Wednesday 9 January 2013

Marco Polo Marine - Conviction call: Tapping into a captive market


We re-initiate coverage with a Buy rating and TP of S$0.61. MPM is enjoying steady growth  in  its  operations  and  bottom  line,  fuelled  by  an  increasingly  energy-hungry Indonesia.  The  growth  profile  combined  with  demonstrated  technical  superiority means the stock should enjoy a premium,  yet it trades at 1.0x historical-cost book. MPM is a conviction call with a potential to double in 2-3 years.

Rare  gem  for  its  direct  exposure  to  cabotage-protected,  resource-rich  Indonesia. MPM  is  one  of  the  very  rare  companies  which  can  safely  operate  in  Indonesian  waters, without  running afoul  of  the strongly-enforced  cabotage laws  and  without  having  to  worry about  local  partners,  by  virtue  of  management’s  nationality.  Indonesia,  World  #4  in population and the fastest-growing country in Southeast Asia, is an archipelago of 17,000 islands necessitating tug & barge services and endowed with offshore oil and gas reserves in both shallow and deep waters.

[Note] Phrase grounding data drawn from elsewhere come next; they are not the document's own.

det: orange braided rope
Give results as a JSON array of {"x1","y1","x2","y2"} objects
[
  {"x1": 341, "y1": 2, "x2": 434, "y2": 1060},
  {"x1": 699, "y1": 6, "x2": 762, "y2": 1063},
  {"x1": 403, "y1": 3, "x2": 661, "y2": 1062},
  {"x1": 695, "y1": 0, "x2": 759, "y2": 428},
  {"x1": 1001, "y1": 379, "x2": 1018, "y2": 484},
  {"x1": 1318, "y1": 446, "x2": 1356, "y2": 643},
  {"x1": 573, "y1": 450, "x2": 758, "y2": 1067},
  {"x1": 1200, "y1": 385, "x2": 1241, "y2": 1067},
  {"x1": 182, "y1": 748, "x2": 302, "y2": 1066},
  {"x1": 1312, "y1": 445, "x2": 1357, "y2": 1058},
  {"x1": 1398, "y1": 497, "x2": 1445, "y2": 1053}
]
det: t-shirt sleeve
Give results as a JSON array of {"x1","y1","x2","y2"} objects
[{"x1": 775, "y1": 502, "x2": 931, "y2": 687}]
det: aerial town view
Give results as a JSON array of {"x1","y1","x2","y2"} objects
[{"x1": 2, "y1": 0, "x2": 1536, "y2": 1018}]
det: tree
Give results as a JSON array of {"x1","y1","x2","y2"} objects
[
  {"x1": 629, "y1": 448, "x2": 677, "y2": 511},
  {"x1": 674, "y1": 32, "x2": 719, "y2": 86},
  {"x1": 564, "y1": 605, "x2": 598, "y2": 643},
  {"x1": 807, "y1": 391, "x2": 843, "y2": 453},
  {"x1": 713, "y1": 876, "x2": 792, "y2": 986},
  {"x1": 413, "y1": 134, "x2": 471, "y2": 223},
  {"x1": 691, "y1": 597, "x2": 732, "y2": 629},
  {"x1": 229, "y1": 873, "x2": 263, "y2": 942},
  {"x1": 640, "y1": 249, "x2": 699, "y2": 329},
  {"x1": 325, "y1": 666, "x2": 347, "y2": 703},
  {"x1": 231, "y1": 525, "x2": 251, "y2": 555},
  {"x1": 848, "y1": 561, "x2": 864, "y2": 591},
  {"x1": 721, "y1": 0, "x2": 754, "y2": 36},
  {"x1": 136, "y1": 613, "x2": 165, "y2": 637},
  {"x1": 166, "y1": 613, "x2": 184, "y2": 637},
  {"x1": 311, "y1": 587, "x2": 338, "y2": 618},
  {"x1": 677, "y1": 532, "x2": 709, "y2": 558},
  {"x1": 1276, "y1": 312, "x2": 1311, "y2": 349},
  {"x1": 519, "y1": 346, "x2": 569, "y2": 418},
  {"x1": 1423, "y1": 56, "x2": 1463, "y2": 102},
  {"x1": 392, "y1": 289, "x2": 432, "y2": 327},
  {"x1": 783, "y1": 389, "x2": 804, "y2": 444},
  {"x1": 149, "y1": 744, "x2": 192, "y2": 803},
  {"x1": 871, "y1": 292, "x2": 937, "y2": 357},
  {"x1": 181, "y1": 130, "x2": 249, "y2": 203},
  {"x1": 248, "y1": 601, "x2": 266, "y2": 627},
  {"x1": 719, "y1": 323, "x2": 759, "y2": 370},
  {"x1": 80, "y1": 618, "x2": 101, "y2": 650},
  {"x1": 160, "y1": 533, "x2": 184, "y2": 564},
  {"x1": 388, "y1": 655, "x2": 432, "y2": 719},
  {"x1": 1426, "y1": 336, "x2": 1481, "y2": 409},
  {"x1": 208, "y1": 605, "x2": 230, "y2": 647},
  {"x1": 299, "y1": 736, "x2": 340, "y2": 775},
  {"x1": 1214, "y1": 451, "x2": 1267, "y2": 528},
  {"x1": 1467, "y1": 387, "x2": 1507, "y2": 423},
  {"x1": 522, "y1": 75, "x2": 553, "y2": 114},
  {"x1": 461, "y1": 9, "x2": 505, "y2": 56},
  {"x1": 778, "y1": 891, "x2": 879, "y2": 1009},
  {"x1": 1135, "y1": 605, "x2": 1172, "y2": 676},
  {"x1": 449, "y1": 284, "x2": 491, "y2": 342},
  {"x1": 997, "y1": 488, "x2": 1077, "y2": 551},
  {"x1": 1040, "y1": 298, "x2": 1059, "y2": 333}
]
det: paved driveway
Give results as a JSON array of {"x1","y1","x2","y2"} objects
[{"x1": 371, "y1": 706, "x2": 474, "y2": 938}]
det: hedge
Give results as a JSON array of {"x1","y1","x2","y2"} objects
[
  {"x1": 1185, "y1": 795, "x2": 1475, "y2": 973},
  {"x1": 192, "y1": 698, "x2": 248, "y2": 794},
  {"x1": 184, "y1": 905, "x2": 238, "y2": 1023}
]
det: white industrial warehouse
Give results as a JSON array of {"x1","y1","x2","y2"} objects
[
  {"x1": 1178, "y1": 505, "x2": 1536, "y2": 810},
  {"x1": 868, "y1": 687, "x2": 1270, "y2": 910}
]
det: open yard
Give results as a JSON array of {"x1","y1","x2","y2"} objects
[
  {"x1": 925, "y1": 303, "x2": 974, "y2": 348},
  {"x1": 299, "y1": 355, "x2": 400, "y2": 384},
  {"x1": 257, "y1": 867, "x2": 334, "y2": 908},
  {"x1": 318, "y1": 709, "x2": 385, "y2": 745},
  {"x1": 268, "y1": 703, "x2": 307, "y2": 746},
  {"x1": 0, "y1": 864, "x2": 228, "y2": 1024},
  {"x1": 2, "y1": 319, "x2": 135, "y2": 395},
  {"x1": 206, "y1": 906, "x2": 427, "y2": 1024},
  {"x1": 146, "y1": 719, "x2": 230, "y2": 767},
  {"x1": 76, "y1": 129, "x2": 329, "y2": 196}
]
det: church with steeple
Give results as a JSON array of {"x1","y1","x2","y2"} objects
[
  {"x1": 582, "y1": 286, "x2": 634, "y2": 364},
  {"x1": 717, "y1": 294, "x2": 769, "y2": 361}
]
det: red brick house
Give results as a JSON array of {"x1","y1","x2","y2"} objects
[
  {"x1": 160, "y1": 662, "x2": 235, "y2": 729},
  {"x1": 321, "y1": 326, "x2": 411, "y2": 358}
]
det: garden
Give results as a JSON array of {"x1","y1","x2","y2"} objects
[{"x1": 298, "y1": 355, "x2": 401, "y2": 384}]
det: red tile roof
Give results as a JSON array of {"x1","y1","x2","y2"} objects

Technical  capabilities  top  in  class.  MPM’s shipyard has delivered AHTS vessels with sustained  bollard  pulls  averaging  15%  in  excess  of  the  norm.  Impressively,  it  recently outfitted  a  DP-3  vessel  –  a  milestone  usually  reserved  for  established  large  yards.  For  a small company, this level of technical competence is remarkable. We like small companies with superior capabilities – these tend to appreciate strongly over the long term.

Associate  PT  BBR  is  listing  today  on  the  JSX.  PT Bina Buana Raya, MPM’s 49%-owned  associate,  is  listing  today  on  the  JSX. This  will  allow  MPM  to  tap  an  alternative source of capital, much-needed in its capital-intensive growth strategy. We are forecasting BBR  to  grow  at  a  90%  EPS  CAGR  for  the  three  years  to  FY14F  due  to  a  fast-growing AHTS fleet, and 1H12 earnings of US$4.5m have already far exceeded the entire FY11’s US$2.6m.

Valuation: TP $0.61. Conviction call, likely to double in 2-3 years. We value MPM at 9x FY13F  EPS,  a  fair  multiple  for  12.5%  3-year  EPS  CAGR.  The  same  multiple  on  FY15F EPS yields a value of $0.80, a doubling on today’s price.
VALUATION: INITIATE WITH BUY, TP $0.61

Unnoticed  gem  with  lower  valuations  and  higher profitability.  MPM just announced a 23%  PATMI  jump  to  $21.3m  in  FY12,  yet  it  is  still  trading  at  6.4x  historical  P/E  and  5.9x FY13F EPS, which are valuations far below local and regional peers. Its historical ROE and ROA  are  16.1%  and  9.8%,  comfortably  above  the  11.7%  and  7.1%  averages  that  peers have delivered. Looking ahead, MPM also outshines with FY13F ROE of 14.9% and ROA of 9.5%, against peers’ 12.0% and 7.2%.
 
Closest  peers  ASL  Marine,  Wintermar.  In terms of operations, ASL Marine comes fairly close  to  MPM  in  operating  a  shipyard  as  well  as  building,  owning  and  operating  OSVs. Wintermar owns and operates OSVs in Indonesia, which is MPM’s growth strategy. Both these  companies  have  much  higher  valuations  in  terms  of  P/E,  yet  lower  ROE  and  ROA than MPM.
Valuation  pegged  at  9x.  As  such,  we  peg  our  valuation  of  MPM  at  9x  FY13F  EPS.  We select this multiple  as it lies conservatively in the low end of the 8-13x average range, yet reflects a slight premium for the high ROE. The $0.61 TP implies a 1.47x P/B, coming in at the high end of the 1.0-1.5x average range, being the aforesaid premium.

Still  under  regression-predicted  valuation.  The  P/B-on-ROE  regression  for  the companies  in  this  sector  exhibits  good  consistency  with  theoretical  predictions.  A  priori,  a high  ROE company should be  valued  with  a  higher  P/B, and  a simple  regression  delivers an  acceptable  R2 of  57%.  The  one-factor  model  is  P/B  =  0.2939  +  0.0827*(ROE).  (We excluded Otto Marine from this regression as its negative ROE was a massive outlier.)

Given MPM’s FY12  ROE  of  16.1%, its “fair” P/B as predicted by the regression model would  be  1.625x  book  value,  which  implies  a  TP  of  $0.67.  Our  P/E  based  TP  of  $0.61  is therefore still lower than the sector’s ROE-adjusted valuation.